The wall between The Wall Street Journal’s news division and its editorial page makes for a lot of good reporting and a fair amount of cognitive dissonance as well. For example, the November 24 edition featured an article, tucked away on A14, about Israel’s response to the economic crisis. In it we learn that the Netanyahu government raised taxes, avoided traditional stimulus measures, and ruled out government bailouts for banks and bondholders. In short, the government rejected supply-side economics, Keynesian economics, and “too big to fail” economics—a trifecta of heresies against the competing orthodoxies that dominate the U.S. landscape. The result: a rebound that Barclays analysts call “the strongest recovery story” in Europe and the Middle East.
Undergirding this heterodox strategy is a principle that I’ll call “sound diet” economics—namely, eat your spinach before dessert. As Israeli finance minister Yuval Steinitz puts it, “We wanted to create expectations and send the message that although now it’s difficult, later it will be better. We expect to come out of the crisis with an advantage over the rest of the Western world.”
The Israeli government’s approach was hardly laissez-faire, however. Rather than consumer-oriented pump-priming, it poured funds into large, fast-track infrastructure projects and private sector R&D programs. The country will come out of the downturn with value added to both its public goods and its high-tech economy. No wonder Steinitz is so confident.
This mindset helps explain why the Journal (also on November 24) was able to run a review of Dan Senor and Saul Singer’s Start-Up Nation, a book-length paean to the Israeli economy. Israel, says the review, is the world’s “techno-nation,” with a share of GDP devoted to R&D 50 percent bigger than that of the U.S., and venture-capital investment per capita at 2.5 times our rate.

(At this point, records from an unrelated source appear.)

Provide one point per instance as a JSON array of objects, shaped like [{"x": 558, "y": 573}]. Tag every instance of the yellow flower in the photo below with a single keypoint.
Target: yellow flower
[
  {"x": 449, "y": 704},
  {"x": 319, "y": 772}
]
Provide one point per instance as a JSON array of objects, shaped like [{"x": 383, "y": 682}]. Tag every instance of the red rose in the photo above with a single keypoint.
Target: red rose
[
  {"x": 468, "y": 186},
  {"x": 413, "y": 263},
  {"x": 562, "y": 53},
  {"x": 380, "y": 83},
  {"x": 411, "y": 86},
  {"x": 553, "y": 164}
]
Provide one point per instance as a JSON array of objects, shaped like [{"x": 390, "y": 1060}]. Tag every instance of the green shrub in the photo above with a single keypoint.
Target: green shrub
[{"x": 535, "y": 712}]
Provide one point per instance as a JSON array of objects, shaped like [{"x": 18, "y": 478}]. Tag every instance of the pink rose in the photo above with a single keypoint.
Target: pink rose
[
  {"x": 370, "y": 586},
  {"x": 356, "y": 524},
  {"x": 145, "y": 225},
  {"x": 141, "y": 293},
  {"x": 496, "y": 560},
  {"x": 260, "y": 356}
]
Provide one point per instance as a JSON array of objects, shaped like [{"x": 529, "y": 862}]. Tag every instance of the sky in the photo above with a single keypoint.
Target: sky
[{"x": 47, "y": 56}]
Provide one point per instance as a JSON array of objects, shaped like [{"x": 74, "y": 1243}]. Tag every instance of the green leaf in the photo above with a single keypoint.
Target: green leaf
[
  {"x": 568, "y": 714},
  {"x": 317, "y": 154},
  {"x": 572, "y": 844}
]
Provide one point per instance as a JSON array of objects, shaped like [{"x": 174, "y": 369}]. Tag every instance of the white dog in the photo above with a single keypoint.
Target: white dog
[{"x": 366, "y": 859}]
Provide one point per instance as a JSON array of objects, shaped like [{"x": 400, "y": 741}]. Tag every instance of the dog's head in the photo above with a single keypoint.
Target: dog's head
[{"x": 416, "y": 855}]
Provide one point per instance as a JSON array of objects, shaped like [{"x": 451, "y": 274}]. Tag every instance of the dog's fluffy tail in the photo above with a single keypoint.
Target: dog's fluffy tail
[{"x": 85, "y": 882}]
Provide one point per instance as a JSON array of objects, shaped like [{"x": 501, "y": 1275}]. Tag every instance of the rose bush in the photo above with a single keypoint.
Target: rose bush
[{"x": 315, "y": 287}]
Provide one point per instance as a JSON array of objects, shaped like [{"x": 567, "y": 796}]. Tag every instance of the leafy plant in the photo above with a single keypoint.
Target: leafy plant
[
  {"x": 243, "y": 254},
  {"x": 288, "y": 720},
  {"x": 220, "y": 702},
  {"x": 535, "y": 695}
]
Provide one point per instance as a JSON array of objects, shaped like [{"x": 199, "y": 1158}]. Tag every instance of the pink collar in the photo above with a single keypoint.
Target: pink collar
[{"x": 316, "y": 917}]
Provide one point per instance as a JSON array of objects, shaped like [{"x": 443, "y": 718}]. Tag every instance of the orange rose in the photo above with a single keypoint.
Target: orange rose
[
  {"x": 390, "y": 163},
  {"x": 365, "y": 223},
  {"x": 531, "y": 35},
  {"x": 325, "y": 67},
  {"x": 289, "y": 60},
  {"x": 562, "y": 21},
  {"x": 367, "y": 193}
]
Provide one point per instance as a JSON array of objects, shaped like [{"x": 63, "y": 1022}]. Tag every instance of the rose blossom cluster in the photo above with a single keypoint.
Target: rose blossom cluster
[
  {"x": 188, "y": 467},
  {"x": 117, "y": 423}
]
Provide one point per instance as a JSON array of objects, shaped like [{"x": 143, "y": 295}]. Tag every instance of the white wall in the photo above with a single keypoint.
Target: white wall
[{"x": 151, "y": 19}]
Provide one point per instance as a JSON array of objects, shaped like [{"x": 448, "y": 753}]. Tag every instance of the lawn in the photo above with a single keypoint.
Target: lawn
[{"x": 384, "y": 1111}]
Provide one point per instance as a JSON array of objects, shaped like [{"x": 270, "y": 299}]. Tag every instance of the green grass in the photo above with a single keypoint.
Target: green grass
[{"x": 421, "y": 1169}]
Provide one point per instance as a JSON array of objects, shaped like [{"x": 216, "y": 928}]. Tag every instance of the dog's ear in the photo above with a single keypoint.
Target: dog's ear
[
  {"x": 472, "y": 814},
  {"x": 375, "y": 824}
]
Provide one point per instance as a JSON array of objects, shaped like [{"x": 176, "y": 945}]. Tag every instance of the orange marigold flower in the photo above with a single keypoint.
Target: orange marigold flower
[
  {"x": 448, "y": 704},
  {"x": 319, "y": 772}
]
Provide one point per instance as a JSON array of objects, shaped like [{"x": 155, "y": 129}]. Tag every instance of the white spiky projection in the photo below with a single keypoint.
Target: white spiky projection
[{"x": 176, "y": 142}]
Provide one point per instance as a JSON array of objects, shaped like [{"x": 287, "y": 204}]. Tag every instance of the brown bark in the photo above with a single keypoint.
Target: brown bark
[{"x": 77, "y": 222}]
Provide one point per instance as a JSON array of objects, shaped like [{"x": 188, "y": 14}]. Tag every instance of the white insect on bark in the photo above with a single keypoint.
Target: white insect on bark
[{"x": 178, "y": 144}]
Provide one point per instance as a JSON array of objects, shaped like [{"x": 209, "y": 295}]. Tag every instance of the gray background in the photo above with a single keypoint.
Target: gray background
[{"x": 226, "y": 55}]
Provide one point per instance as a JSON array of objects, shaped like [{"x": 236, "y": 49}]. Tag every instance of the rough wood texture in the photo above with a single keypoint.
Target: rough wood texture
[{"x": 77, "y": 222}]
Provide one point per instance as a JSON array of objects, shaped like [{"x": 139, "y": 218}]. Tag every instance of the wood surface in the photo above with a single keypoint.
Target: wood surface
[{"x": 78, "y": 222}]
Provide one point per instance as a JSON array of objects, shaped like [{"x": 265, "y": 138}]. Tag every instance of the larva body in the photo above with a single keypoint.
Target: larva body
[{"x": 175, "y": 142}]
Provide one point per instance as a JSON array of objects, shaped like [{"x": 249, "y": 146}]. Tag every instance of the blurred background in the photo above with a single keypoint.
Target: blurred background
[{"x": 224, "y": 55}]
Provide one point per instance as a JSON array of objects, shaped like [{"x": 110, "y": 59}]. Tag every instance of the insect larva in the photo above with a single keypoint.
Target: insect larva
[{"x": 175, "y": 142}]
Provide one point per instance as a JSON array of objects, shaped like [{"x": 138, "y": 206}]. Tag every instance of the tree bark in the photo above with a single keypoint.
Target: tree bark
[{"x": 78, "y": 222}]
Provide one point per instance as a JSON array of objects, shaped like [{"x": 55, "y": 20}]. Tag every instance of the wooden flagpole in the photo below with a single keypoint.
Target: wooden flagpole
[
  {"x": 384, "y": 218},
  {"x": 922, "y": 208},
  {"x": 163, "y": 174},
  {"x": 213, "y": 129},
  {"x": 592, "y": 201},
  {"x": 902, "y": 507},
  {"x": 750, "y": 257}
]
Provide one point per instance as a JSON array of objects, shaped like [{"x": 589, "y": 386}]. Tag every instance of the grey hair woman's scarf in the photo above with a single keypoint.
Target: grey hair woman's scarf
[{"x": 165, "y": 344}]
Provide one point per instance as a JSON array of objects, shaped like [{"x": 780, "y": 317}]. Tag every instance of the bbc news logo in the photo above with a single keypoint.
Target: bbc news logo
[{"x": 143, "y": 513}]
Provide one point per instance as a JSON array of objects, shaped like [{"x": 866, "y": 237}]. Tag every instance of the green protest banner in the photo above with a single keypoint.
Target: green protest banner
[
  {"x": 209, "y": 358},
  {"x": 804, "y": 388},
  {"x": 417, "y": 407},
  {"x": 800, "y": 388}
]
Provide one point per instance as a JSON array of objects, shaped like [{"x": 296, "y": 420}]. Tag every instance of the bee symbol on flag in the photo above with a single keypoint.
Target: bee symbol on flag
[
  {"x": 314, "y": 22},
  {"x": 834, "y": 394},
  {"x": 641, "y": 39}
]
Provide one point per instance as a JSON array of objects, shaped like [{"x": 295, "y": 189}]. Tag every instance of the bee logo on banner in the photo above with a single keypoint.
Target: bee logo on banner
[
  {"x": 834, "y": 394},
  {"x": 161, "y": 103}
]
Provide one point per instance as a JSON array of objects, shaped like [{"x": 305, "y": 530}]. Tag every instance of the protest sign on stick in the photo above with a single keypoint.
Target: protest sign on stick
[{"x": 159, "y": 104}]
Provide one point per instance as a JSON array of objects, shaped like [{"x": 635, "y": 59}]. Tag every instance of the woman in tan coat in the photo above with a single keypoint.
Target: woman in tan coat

So while Israel, besieged throughout its existence, builds its future, the United States, with every advantage in the world, devours its seed-corn. What’s happening to us is not just a concatenation of policy problems; it’s a test of our moral fiber and our capacity to govern ourselves. Does our government have the guts to feed us some spinach before dessert? Will the administration endorse a bipartisan budget commission with real teeth, along the lines Senator Kent Conrad advocates? Will it invest political capital to move a National Infrastructure Bank through the Congress? While the signs so far are not encouraging, it’s not too late to change course. If we lose our future, we’ll have no one but ourselves to blame.